Trivia note: it actually is possible to make a Uranium implosion device. If you want the extra challenge, or a neat conversation piece for your next barbecue.

Ignorance fought. Thanks!

You could make a uranium implosion device, but why would you want to? The gun design is a lot easier to make work. The only reason implosion is used at all is because plutonium is easier to produce, and it doesn’t work with the gun design.

If South Korea wants to develop nuclear weapons legally, the first step they have to follow is giving three months notice that they’re withdrawing from the Nuclear Non-Proliferation Treaty.

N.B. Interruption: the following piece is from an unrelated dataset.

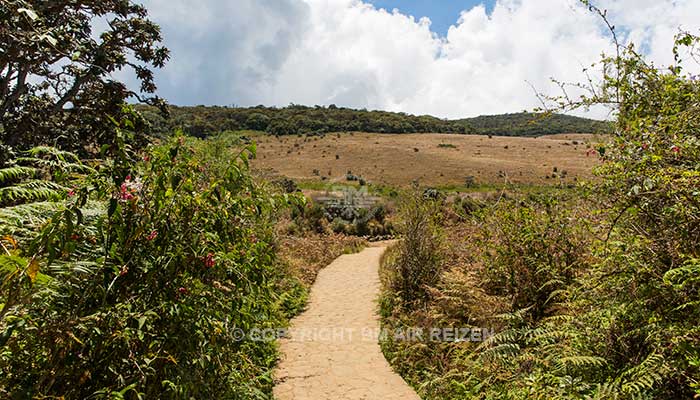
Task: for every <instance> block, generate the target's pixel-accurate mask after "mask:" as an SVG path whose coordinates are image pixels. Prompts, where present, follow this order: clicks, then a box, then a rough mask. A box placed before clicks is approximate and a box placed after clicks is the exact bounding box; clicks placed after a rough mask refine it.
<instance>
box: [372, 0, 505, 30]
mask: <svg viewBox="0 0 700 400" xmlns="http://www.w3.org/2000/svg"><path fill="white" fill-rule="evenodd" d="M366 2H368V3H372V4H374V6H375V7H376V8H384V9H386V10H388V11H391V10H393V9H394V8H397V9H399V11H401V13H402V14H408V15H413V16H414V17H416V19H418V18H421V17H428V18H430V20H431V21H432V22H433V24H432V25H431V30H432V31H433V32H435V33H437V34H439V35H440V36H445V35H447V30H448V29H449V28H450V26H451V25H455V24H456V23H457V20H458V19H459V15H460V13H461V12H462V11H463V10H469V9H471V8H473V7H474V6H478V5H479V4H484V5H485V6H486V10H487V12H489V13H490V12H491V10H492V8H493V6H494V4H495V3H496V1H495V0H367V1H366Z"/></svg>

Even MRBMs go high enough to exit most of the atmosphere - in some cases well over 300km. Hell, even SRBMs like the V-2 could easily clear 100km, and picked up speeds over 5700km/h at parts of their trajectory. Thermal issues are present.
Scooped. :stuck_out_tongue:

One catch is that plutonium can pretty much only be used with implosion weapons due to Pu-240 contamination (too many spontaneous neutrons)- uranium is suitable for either gun or implosion types because it doesn’t emit spontaneous neutrons like Pu-240.

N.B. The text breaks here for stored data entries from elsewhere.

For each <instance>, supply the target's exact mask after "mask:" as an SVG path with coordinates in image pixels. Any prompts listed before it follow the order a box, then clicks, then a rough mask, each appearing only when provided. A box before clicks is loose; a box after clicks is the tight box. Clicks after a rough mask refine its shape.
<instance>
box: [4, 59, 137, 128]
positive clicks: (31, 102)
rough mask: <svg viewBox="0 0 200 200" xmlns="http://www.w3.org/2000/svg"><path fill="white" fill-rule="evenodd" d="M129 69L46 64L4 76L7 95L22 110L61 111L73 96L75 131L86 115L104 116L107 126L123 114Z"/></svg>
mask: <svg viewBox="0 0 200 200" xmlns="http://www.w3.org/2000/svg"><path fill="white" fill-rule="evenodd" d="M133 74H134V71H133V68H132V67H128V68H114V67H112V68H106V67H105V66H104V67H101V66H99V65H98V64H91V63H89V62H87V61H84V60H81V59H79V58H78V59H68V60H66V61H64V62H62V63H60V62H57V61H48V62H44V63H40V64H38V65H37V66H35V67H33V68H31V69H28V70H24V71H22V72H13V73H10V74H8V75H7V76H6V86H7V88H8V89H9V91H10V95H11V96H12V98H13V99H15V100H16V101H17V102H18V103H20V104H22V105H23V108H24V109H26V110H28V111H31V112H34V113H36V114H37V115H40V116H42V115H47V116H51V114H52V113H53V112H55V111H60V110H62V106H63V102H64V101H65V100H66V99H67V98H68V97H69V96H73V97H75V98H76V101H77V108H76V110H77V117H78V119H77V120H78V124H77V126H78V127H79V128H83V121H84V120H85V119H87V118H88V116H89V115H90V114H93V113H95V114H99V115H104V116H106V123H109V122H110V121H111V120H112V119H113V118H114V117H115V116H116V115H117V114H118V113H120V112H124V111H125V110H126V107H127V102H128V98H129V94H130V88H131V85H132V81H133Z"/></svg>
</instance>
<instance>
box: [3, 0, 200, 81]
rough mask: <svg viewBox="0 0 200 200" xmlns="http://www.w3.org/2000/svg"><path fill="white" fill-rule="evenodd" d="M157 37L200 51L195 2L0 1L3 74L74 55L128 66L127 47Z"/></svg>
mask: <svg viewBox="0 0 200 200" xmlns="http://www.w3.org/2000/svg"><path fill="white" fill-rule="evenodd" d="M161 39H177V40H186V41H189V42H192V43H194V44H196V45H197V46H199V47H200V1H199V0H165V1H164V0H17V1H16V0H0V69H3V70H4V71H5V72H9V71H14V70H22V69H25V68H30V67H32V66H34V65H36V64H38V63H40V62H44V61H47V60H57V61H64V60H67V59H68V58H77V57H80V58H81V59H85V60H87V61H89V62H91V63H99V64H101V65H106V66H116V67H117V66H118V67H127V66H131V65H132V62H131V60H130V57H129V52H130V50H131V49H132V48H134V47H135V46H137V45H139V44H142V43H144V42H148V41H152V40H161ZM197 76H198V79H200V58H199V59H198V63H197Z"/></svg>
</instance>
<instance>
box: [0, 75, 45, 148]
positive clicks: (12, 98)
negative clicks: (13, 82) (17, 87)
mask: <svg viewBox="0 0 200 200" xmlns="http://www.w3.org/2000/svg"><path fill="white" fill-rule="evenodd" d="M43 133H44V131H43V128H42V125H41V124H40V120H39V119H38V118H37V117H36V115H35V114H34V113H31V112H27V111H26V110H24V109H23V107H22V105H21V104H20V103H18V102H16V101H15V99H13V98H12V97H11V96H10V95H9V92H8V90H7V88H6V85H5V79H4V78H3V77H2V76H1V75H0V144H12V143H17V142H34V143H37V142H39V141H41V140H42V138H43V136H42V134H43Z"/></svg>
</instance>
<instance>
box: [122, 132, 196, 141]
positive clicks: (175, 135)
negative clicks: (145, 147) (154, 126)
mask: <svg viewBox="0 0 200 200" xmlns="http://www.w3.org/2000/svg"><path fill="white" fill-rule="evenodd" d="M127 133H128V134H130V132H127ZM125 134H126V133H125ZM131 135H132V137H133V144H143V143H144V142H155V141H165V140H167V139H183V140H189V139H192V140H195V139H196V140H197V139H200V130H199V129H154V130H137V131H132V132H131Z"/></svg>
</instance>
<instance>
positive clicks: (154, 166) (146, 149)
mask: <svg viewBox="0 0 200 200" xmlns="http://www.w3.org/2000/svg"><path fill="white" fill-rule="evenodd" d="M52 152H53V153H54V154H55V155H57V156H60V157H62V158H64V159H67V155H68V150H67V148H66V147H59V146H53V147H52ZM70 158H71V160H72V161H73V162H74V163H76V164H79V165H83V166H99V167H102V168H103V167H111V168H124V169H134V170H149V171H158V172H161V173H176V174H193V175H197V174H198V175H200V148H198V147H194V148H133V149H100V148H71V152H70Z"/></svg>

The other catch is that plutonium is drastically easier for most reactor-owning states to get enough of, as it’s a relatively simple process to extract it from spent reactor fuel rods. The isotopic composition can be varied by the reactor conditions. Contrast this with HEU, which takes mountains of raw material, and ends up with a very small amount of finished product after multiple steps of enrichment.

So you have easier to get fissile material counterbalanced by harder bomb engineering.

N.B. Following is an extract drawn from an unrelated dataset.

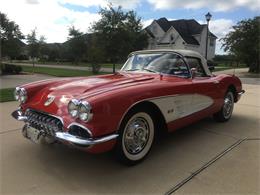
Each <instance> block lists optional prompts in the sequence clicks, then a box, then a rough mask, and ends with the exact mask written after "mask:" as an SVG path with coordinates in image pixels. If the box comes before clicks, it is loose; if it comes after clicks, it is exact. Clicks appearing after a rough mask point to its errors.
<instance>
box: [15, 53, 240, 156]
mask: <svg viewBox="0 0 260 195" xmlns="http://www.w3.org/2000/svg"><path fill="white" fill-rule="evenodd" d="M179 53H180V54H182V53H181V52H179ZM20 87H22V88H24V89H25V90H26V93H27V97H28V98H27V100H26V102H25V103H23V104H21V108H20V115H21V116H22V115H23V114H22V113H25V111H26V110H27V109H32V110H36V111H39V112H42V113H47V114H48V115H51V116H55V117H56V118H58V119H60V120H62V123H63V125H62V126H63V128H62V131H63V132H68V131H69V127H70V125H71V124H73V123H75V124H80V125H82V126H84V127H86V128H87V129H89V130H90V131H91V139H98V138H102V137H104V136H108V135H113V134H114V135H116V134H117V133H118V130H119V128H120V125H121V123H122V120H123V119H124V117H125V116H126V114H127V113H128V112H129V110H130V109H131V108H133V107H134V106H136V105H138V104H147V106H152V107H157V109H158V110H159V111H160V112H161V116H162V118H163V121H164V122H165V125H166V126H167V129H168V131H174V130H176V129H178V128H180V127H183V126H186V125H189V124H191V123H193V122H195V121H198V120H200V119H202V118H205V117H207V116H210V115H212V114H214V113H216V112H218V111H219V110H220V109H221V107H222V106H223V104H224V97H225V94H226V92H227V90H228V89H231V90H232V91H233V92H234V102H237V101H238V100H239V98H240V95H241V94H242V93H243V90H242V86H241V82H240V80H239V79H238V78H237V77H236V76H234V75H226V74H222V75H218V76H214V75H210V76H207V77H193V78H192V77H191V78H182V77H176V76H173V75H167V74H155V73H148V72H146V73H143V72H126V71H120V72H118V73H115V74H109V75H102V76H91V77H79V78H62V79H50V80H44V81H39V82H34V83H30V84H26V85H23V86H20ZM49 97H54V100H53V102H51V103H50V104H49V105H48V106H46V105H45V103H46V101H47V100H48V98H49ZM71 99H79V100H87V101H88V103H89V104H90V105H91V107H92V112H93V118H92V120H90V121H89V122H84V121H82V120H80V119H79V118H74V117H72V116H71V115H70V113H69V112H68V103H69V101H70V100H71ZM172 100H173V101H172ZM163 101H167V108H165V105H164V102H163ZM164 108H165V109H166V110H163V109H164ZM176 112H177V114H175V115H174V113H176ZM16 118H17V115H16ZM62 141H63V142H64V143H65V144H73V143H71V142H70V141H68V140H67V141H66V140H65V141H64V140H62ZM116 142H117V138H115V139H111V140H108V141H105V142H102V143H100V144H93V145H92V146H91V147H81V146H78V145H75V144H74V145H75V146H76V147H78V148H80V149H82V150H86V151H88V152H92V153H98V152H104V151H108V150H111V149H112V148H113V147H114V146H115V144H116Z"/></svg>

Arab countries never bombed Israel’s nuclear facilities at Dimona to put an end to Israel’s nuke program. And I think the North Koreans would understand - realistically - that South Korean possession of nuclear weapons means that Seoul has a deterrent - that’s all - and that, in fact, trying to put an end to Seoul’s nuclear program by violent means, is far more likely to be suicidal for Kim and his regime, and cause far greater calamity for the North, than simply letting the South Korean nuke program be.

I’d thought, from reading Dr. Sublette’s nuclear weapons archive, that implosion weapons were favored over gun-types, as they utilized fissionable material much more efficiently. Moreover, I thought that most US weapons were constructed from HEU, and were either single or double-end plate implosion designs, due to weapons maintenence and safety reasons?

In any event, I’d look at sources like NTI’s profile of South Korea, and the size of any HEU-requiring research reactor, for determining a bound for how large the size of any immediately-capable arsenal would be. They don’t have a naval reactors program, which is otherwise a giant source of HEU requirements. They agreed to abandon some moratorium on pyro-processing waste in 2015. No idea if that would help them hide a “Green Run” or three, sufficient to obtain enough Pu-239, very low in pre detonation susceptible isotopes like Pu-240, to develop a credible deterrent.

Really, IMHO, they made a serious error in abandoning their persistent chemical weapons deterrent. All of the “10,000 artillery tubes shelling Seoul” scenarios pre-suppose that those guns: work, their crews can operate with the efficiency of NATO gun bunnies, and that those crews can keep up that firing rate through US/SK counterbattery and air strikes. Using VX against those suspected sites is a great way to either kill the crews outright, or force them into MOPP 4 to where their 4 rd a minute fire rate turns into 1 rd a minute.

Ultimately, NK will continue doing what they do so long as it costs less to put up with Kim, than it costs to deal with the damage they may cause, in addition to the WAG, half a trillion USD to several trillion USD it’ll cost to re unify the Korean peninsula. Assuming the PRC decides not to substantially interfere.